Hannah Seligson, herself a Generation Y, just released her new book called “Mission: Adulthood: How the 20-Somethings of Today Are Transforming Work, Love, and Life.” She followed over the years 7 Generation Y. She says they can’t be ignored. Generation Y, at 77 million, is the largest generation since the Baby Boomers. Also, they are everywhere. To some extent, as digital natives, they are foreign creatures, who work, date, and, socialize differently.
Most members of Generation Y prefer to work for smaller firms that offer more flexibility and the chance to do social networking at work without strict corporate guidelines. Recent studies have shown that the highest concentration of Generation Y workers (47%) work for companies with fewer than 100 employees, followed by medium-sized companies with between 100 and 1,500 employees (30%).
There are many misconceptions in regards to Generation Y. I won’t get into these here. I suggest you read Hannah’s new book. However, I will point common generational behaviours when looking for a job:
- Looking for work that allows them to feel they are contributors for a bigger cause.

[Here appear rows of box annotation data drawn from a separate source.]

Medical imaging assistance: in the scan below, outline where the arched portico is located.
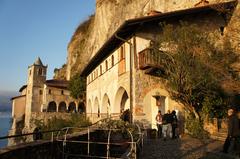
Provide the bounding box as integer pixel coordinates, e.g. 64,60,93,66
68,102,76,113
78,102,86,113
47,101,57,112
112,87,130,113
93,97,100,117
87,99,92,114
101,94,111,116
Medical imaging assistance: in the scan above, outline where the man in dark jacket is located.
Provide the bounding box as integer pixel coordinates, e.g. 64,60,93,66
223,109,240,153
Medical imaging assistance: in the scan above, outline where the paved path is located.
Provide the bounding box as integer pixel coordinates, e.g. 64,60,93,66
139,136,238,159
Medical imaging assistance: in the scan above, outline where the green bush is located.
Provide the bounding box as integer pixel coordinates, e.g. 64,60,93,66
99,119,139,141
185,115,209,139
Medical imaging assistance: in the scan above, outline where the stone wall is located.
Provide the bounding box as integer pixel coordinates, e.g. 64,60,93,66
60,0,234,79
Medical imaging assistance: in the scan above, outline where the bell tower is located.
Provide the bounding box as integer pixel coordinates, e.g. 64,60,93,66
25,57,47,126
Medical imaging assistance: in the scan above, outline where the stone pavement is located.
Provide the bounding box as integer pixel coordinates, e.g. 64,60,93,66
139,135,237,159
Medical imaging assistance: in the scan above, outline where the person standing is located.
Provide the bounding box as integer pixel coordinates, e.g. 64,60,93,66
155,110,162,138
162,110,172,141
172,110,178,139
223,108,240,153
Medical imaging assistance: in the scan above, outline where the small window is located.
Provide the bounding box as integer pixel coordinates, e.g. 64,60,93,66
38,68,42,75
112,55,114,67
220,26,224,36
100,65,102,75
119,46,125,61
105,60,108,71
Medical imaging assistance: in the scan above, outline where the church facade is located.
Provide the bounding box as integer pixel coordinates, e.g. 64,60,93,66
11,58,85,134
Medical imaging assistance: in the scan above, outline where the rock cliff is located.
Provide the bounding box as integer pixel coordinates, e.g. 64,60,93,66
55,0,236,80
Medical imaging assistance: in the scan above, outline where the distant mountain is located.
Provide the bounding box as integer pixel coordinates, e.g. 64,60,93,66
0,91,17,111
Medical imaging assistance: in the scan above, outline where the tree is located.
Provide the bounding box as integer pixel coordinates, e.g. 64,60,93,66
153,22,240,119
68,74,86,99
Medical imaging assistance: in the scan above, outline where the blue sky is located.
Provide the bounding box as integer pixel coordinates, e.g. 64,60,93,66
0,0,95,91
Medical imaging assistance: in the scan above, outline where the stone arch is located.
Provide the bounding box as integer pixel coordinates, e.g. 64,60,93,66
47,101,57,112
93,97,100,117
142,86,169,129
58,101,67,112
33,127,43,141
113,87,130,113
68,102,76,113
87,99,92,113
78,102,86,113
101,94,111,114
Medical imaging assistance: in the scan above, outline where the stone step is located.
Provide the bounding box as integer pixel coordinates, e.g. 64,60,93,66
210,129,227,141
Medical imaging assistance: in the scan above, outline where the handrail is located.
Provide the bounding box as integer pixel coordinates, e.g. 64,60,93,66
0,117,119,140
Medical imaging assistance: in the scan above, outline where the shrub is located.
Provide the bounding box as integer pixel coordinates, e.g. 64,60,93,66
34,114,91,139
185,115,209,139
99,119,139,141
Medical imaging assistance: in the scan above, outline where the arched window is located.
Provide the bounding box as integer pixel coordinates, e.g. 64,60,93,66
100,65,102,75
68,102,76,113
105,60,108,71
38,68,42,75
112,55,114,67
47,101,57,112
119,46,125,61
58,102,67,112
78,102,86,113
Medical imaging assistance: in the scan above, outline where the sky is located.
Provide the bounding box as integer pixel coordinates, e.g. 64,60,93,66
0,0,95,91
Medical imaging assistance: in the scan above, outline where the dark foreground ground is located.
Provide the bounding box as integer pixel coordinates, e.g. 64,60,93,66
140,136,240,159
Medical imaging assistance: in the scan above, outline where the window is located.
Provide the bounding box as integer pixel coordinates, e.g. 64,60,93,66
105,60,108,71
38,68,42,75
112,55,114,67
119,46,125,61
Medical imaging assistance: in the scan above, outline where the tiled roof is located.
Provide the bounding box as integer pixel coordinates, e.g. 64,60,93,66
45,79,69,89
81,0,237,76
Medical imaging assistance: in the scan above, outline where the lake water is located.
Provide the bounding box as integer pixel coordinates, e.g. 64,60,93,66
0,112,11,148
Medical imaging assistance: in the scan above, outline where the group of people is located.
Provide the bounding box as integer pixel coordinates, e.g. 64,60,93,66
155,110,178,141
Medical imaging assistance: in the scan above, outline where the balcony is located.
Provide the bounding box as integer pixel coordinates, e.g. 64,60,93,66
138,48,162,70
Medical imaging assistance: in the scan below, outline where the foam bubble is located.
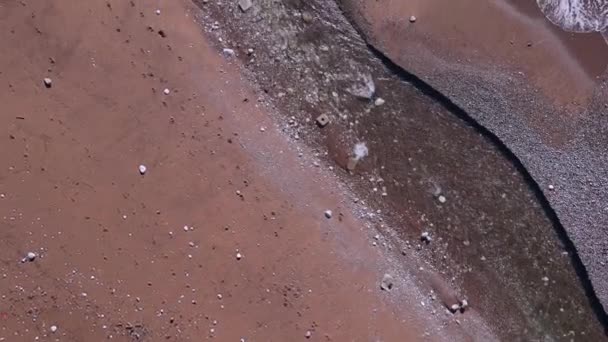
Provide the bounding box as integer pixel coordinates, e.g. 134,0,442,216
536,0,608,32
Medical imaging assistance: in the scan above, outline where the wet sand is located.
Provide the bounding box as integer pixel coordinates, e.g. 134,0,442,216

- Looking for life-balance not from the perspective of balancing work with life but from doing their work from a location of their choosing. (As long as the work gets done).
- Failing to clean up their social media profile.
- Looking for being employed and being their own boss at the same time.
- Doing poor follow-up on job interview.
- Failing to show generational deference.
- Relying too heavily on networking to find a job.
Of course, there is room for interpretation whenever something new comes up. At the end, every generation has its load of challenges. What Generation Y is facing for certain is the cleaning up of the environmental mess made by the generations preceding them.